O livro começa mal, numa narração em terceira pessoa batidíssima, com uma estrutura “surpreendente”: primeira parte, a história de Mariam, uma mulher afegã que tinha uma ótima vida e passa a sofrer horrores nas mãos de um homem muçulmano tradicionalista. Segunda parte, a história de Laila, uma mulher afegã que tinha uma ótima vida e passa a sofrer horrores nas mãos de um homem muçulmano tradicionalista (o mesmo citado acima). Terceira parte, que surpresa, as histórias das sofredoras coincidem!, e passam a sofrer mais ainda por causa do malvado talibã... Imaginem o drama que se desenrola nas 364 páginas do livro. É violência doméstica pra lá, bomba pra cá, amor partido aqui, opressão masculina ali na esquina... Tudo sem o menor talento literário.

Quando não gosto de um livro, paro de ler. Já fiz isso várias vezes, lembrando no momento de O Vermelho e o Negro, de Stendhal, e Cem anos de Solidão, de García Márquez. Quando não gosto de um filme, paro de ver ou durmo. Isso então eu já perdi a conta. Lendo A cidade do sol, tive vontade de parar, mas não fiz para não deixar meu pai sem graça, ele gostou tanto do livro que até comprou outro e deu para a minha avó ler (e ela também está odiando, mas também vai ler em consideração). Mas só a consideração que tenho por meu pai não ia ser suficiente. O outro motivo que permitiu a leitura até o final foi a extrema simplicidade da escrita de Khaled Hosseini, pré-requisito básico para se vender muitos livros. O autor tenta em vão inserir partes descritivas que não é qualquer um que consegue, muito menos alguém sem talento, o que permite a leitura rápida pulando vários parágrafos de encheção de lingüiça. Eu pensei em citar Victor Hugo e a segunda parte de Os Trabalhadores do Mar, só para efeito de comparação, mas seria um sacrilégio comparar um jogador da seleção de 70 com um da seleção da Nova Zelândia. Ou do Afeganistão, se tivesse uma seleção. Para se ter uma idéia, eu lia este livro em três dias (não consecutivos, seria demais), um deles numa fila para abrir uma conta em banco, o que mostra a “profundidade” da prosa e a enorme necessidade de concentração. Acho que a única coisa que salva o livro são passagens da história do Afeganistão, que de tão superficiais não têm risco de estarem muito fantasiosas. Não fosse isso seria considerado “muito ruim” ao invés de “ruim”.

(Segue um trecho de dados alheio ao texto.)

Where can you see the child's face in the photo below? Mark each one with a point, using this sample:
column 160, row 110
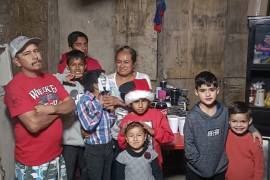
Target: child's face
column 81, row 44
column 239, row 123
column 135, row 138
column 140, row 106
column 30, row 59
column 124, row 63
column 77, row 67
column 207, row 94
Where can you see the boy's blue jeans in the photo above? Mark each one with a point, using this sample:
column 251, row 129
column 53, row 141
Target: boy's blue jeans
column 98, row 159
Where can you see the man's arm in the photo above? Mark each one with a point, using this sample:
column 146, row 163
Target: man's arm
column 34, row 121
column 44, row 115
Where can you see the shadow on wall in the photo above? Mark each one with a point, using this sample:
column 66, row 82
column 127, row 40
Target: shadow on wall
column 6, row 141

Não conheço detalhes sobre o autor desta “pérola”, mas pelo que li na orelha do livro ele se mudou para os EUA em 1980. Mas escreve com a autoridade de quem passou todos os infortúnios da história do Afeganistão. Francamente!

Recomendo A cidade do sol como leitura de férias para jovens reprovados na escola. Mas só os que fizeram mal-criação durante o ano.

Editora: Nova Fronteira
Páginas: 364
Disponibilidade: livrarias, farmácias, supermercados, etc.